The network autocorrelation model is run through the snafun::stat_nam function. The implementation is appropriate for continuous dependent variables.

The basic function call is as follows:

snafun::stat_nam(
  formula,
  data = list(),
  W,
  W2 = NULL,
  model = c("lag", "error", "combined"),
  na.action,
  Durbin = FALSE,
  quiet = TRUE,
  zero.policy = TRUE,
  check_vars = TRUE
)

Here,

  • formula is a formula of the form DEP ~ EXO1 + EXO2 + EXO3 or DEP ~ . This follows the standard way of formulating formulas in R. Run ?stats::formula in your console for details.

  • data is a data.frame or a list containing the variables to be included into the model.

  • W is a matrix of the same dimension as the network, containing the weights that drive the network influence process (for the lag model) or the network disturbances process (for the error model).

  • W2 is a matrix of the same dimension as the network, containing the weights that drive the network disturbances when running a combined model.

An intercept is added to the model by default, it is best to NOT include this as a separate exogenous variable.

The weigh matrix (matrices) is (are) row-normalized by this function. If you want to run the model using non-standardized weight matrices, use the sna::lnam function instead.

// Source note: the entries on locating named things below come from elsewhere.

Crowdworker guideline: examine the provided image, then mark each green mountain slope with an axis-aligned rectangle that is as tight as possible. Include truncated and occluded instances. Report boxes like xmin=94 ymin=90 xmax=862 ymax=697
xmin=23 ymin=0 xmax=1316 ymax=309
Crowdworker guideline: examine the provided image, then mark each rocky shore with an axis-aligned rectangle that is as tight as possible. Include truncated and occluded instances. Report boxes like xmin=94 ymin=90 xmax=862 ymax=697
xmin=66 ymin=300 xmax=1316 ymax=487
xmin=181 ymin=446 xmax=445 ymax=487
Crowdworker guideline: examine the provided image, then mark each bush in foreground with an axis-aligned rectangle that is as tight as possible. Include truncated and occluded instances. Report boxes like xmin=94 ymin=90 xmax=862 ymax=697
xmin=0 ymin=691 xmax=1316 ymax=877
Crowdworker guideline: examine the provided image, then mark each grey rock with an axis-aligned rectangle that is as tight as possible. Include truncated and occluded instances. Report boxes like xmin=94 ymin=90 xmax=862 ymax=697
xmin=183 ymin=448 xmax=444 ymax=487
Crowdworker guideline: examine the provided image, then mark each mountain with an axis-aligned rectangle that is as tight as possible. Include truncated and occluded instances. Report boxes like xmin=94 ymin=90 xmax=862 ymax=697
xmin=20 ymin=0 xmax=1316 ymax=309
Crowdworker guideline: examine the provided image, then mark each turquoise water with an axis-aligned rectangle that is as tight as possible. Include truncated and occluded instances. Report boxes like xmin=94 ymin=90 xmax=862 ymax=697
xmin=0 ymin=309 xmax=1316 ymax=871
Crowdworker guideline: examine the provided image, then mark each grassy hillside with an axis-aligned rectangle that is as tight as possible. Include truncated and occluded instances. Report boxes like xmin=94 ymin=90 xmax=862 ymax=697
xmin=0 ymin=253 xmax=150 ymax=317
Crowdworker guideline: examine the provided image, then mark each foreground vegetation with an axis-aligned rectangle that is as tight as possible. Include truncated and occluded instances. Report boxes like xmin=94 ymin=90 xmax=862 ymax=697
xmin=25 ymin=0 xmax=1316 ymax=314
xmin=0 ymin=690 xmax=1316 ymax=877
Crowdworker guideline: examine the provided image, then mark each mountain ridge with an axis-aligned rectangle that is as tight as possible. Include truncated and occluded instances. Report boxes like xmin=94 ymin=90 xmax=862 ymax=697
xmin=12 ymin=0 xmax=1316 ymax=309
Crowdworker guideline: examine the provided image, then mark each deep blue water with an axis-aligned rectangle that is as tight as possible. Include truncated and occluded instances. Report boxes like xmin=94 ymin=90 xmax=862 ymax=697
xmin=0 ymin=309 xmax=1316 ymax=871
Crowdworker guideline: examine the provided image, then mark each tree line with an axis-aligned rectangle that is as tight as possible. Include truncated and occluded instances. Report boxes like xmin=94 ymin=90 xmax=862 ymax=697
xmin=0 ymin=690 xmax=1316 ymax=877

The snafun package provides a useful stat_nam_summary method (that shows you an overview of the results) and a plot_nam method (that you use to check model assumptions).


Conditional Uniform graphs (CUG)

There are two methods to perform a conditional Uniform graph test.

The first is to generate the graphs manually and calculate the measures on each graph. Generation of these graphs can be done using snafun::create_random_graph (which conditions on size and density). The equivalent functions in sna are sna::rgraph and sna::rgnm (note that these generate a matrix, rather than an igraph or network graph). See the data generation table for these functions.

The second approach is to use a function that does the graph generation and computes the network measure for you. The preferred is sna::cugtest, which is specified as follows:

sna::cug.test(g, FUN, mode = c("digraph", "graph"), cmode = c("size",
    "edges", "dyad.census"), reps = 1000,
    ignore.eval = TRUE, FUN.args = list())

See the sna help function for details.

Here

  • FUN is the function that needs to be calculated on each graph

  • FUN.args contains any arguments that are required for the function you specified in FUN

  • cmode determines the type of graphs that are drawn (ie. what you condition on). The options are

    • “size”: this generates graphs with a particular size and density 0.5. You rarely want this.

    • “edges”: this conditions on a specific edge count (or an exact edge value distribution)

    • “dyad.census”: this conditions on a dyad census (or dyad value distribution)

For example, in order to test whether the transitivity in your graph g is exceptional for a network of the same size and density as in g, you would run

sna::cug.test(g, sna::gtrans, cmode = "edges")

It is wise to always explicitly tell the function whether your graph is directed or not, so a better way to specify the previous function is

sna::cug.test(g, mode = "graph", FUN = sna::gtrans,
              cmode = "edges", reps = 1000,
              FUN.args = list(mode = "graph"))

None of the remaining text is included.